Tuesday, July 10, 2012

Port of Oakland Marks $15 Million Rail Grant

US Secretary of Transportation Ray LaHood, California Gov. Jerry Brown and other local, regional and federal officials were on hand at the Port of Oakland July 9 to mark the port’s launch of the first phase of a rail project that has just received $15 million in federal grant funding.

 “This $15 million grant from the federal government boosts state and local efforts to create thousands of jobs by investing nearly $1.5 billion in Bay Area transportation projects. We’re not just rebuilding our infrastructure – we are also rebuilding our middle class,” Gov. Brown said during a ceremony commemorating the funding.

The grant comes from the latest round of Transportation Investment Generating Economic Recovery, or TIGER, grant program.

TIGER funds are expected to boost rail access and capacity at the Port of Oakland by helping to pay for the construction of a new arrival track and high-speed turnout from Union Pacific’s mainline, two track leads into the port’s new Joint Intermodal Terminal and a new manifest yard to replace the former yard. The new yard is anticipated to be able to handle 100-150 rail cars per day.

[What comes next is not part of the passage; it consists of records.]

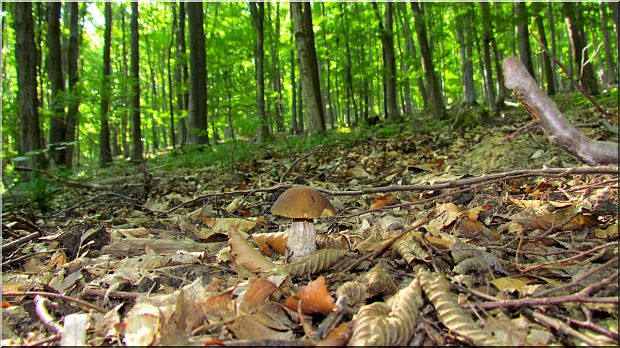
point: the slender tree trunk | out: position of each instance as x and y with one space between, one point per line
26 59
435 100
463 33
328 98
487 37
126 107
72 72
258 15
105 155
304 35
173 139
389 59
136 132
547 68
525 53
577 38
54 73
610 72
294 129
408 57
198 125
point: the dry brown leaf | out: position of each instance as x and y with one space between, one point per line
258 292
338 337
382 201
271 241
245 256
246 327
315 298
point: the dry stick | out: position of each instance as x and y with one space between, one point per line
133 201
558 129
57 296
565 71
570 259
45 316
558 325
577 281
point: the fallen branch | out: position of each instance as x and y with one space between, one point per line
545 111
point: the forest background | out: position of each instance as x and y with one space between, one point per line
84 83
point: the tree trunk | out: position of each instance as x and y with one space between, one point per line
125 117
198 125
26 59
105 155
328 98
487 37
72 72
54 73
181 75
434 93
311 91
258 16
463 34
389 61
173 140
610 71
587 79
547 67
136 132
523 36
294 129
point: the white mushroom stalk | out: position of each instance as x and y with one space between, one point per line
301 239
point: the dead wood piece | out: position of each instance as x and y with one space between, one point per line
559 130
137 246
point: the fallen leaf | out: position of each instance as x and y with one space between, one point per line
315 298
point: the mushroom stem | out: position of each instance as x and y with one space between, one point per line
301 240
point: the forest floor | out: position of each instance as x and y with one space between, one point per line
443 235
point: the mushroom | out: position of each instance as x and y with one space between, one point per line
302 204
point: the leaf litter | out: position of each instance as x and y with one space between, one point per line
524 260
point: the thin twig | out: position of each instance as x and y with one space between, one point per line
57 296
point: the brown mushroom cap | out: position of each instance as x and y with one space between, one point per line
302 202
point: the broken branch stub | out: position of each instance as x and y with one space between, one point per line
546 112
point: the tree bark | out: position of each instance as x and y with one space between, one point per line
26 59
546 112
258 16
73 76
523 37
587 79
487 37
389 60
610 71
125 117
136 132
434 94
311 91
547 67
463 33
105 154
198 125
54 73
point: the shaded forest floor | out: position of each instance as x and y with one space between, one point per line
184 250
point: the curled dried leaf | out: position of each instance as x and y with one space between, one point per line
354 291
315 298
437 289
320 261
410 250
245 256
378 281
275 241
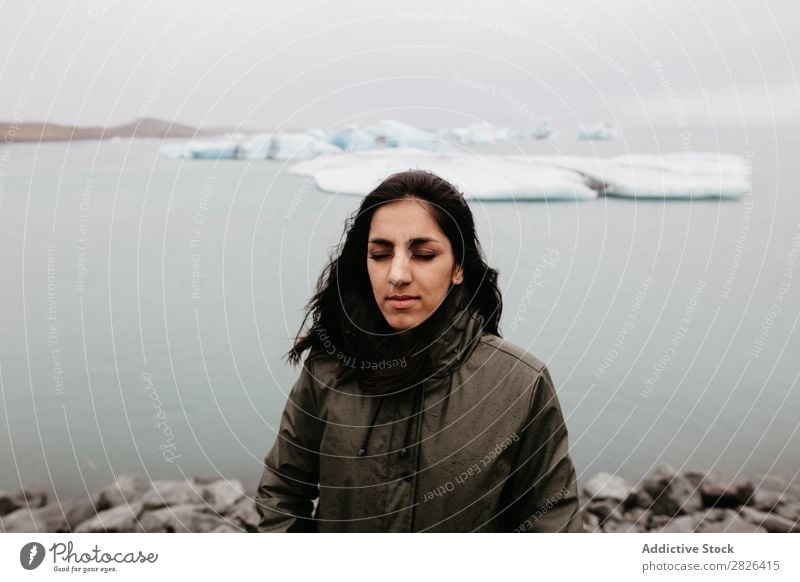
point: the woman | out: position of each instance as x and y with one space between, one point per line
411 413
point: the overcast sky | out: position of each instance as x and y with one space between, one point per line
298 64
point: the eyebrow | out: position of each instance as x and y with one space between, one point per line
412 242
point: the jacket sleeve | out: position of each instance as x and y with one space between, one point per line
289 483
541 493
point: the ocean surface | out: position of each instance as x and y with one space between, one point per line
146 303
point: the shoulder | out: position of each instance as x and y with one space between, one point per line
508 354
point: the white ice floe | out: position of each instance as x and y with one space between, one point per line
286 146
599 131
516 177
385 134
479 177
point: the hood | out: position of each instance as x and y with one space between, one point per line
454 345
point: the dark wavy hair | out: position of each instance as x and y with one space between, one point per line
343 310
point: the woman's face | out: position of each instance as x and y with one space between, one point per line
410 262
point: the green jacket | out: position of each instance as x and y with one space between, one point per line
482 448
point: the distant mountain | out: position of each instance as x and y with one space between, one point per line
145 127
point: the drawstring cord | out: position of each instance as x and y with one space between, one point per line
362 452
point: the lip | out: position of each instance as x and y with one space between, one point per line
402 301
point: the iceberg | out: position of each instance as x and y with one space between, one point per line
520 177
257 147
286 146
599 131
479 133
490 178
396 134
203 150
351 137
673 176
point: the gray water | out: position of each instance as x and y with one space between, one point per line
146 303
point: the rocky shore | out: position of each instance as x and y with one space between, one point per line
665 501
672 502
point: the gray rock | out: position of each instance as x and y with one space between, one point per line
769 521
49 518
206 480
223 494
126 489
620 527
607 486
791 511
639 498
722 490
78 511
771 491
7 504
172 493
682 524
672 493
731 523
637 516
183 519
605 510
30 497
244 514
123 518
227 528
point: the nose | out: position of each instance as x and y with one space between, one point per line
399 273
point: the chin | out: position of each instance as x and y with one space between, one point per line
402 322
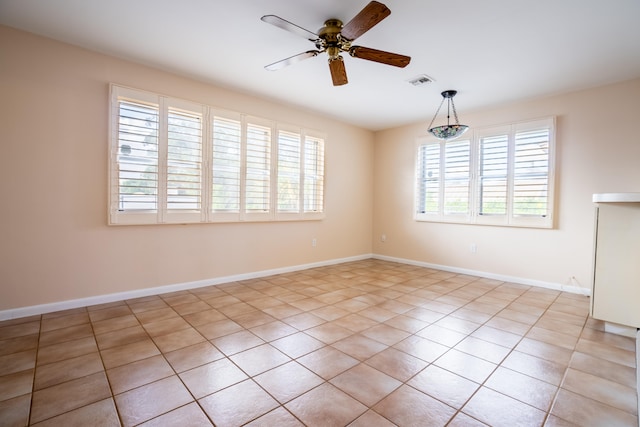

The project is a crucial first step, the port says, in creating a world class trade and logistics hub on the land, which is the former site of the Oakland Army Base. The Army abandoned the 366-acre base in 1999 and later split the land between the port and the city.

The $80 million rail yard expansion is just the initial first phase of a more than $1 billion project to transform the former 366-acre base into a high-tech maritime transportation logistics center.

The Port of Oakland handles 99 percent of all containerized goods in Northern California and is the only major US West Coast container port that handles more exports than imports.

“The Port of Oakland is already the leading export gateway on the West Coast and this TIGER grant will help boost rail access and capacity, which will contribute to the economic growth of the region,” LaHood said.

The federal funding is expected to be matched more than one-to-one by the port and city to launch the first phase of the rail access project, which is part of a joint city-port redevelopment plan.

The project, according to the port, is expected to deliver greater efficiencies in Oakland’s rail operations, create additional capacity for cargo movement at the seaport, reduce congestion on local roads and highways, create jobs, and promote sustainable economic growth in the region.

“This grant is another giant step forward toward implementing a transformative project at the Port of Oakland which will translate into thousands of jobs for our city and will spur economic growth for generations to come,” Oakland Mayor Jean Quan said. “The TIGER grant-funded Rail Access project provides a critical link between the new logistics center and the existing port infrastructure making Oakland one of the most efficient ports in the nation.”

The rail project is expected to begin in the fall of 2013, with completion scheduled for 2015.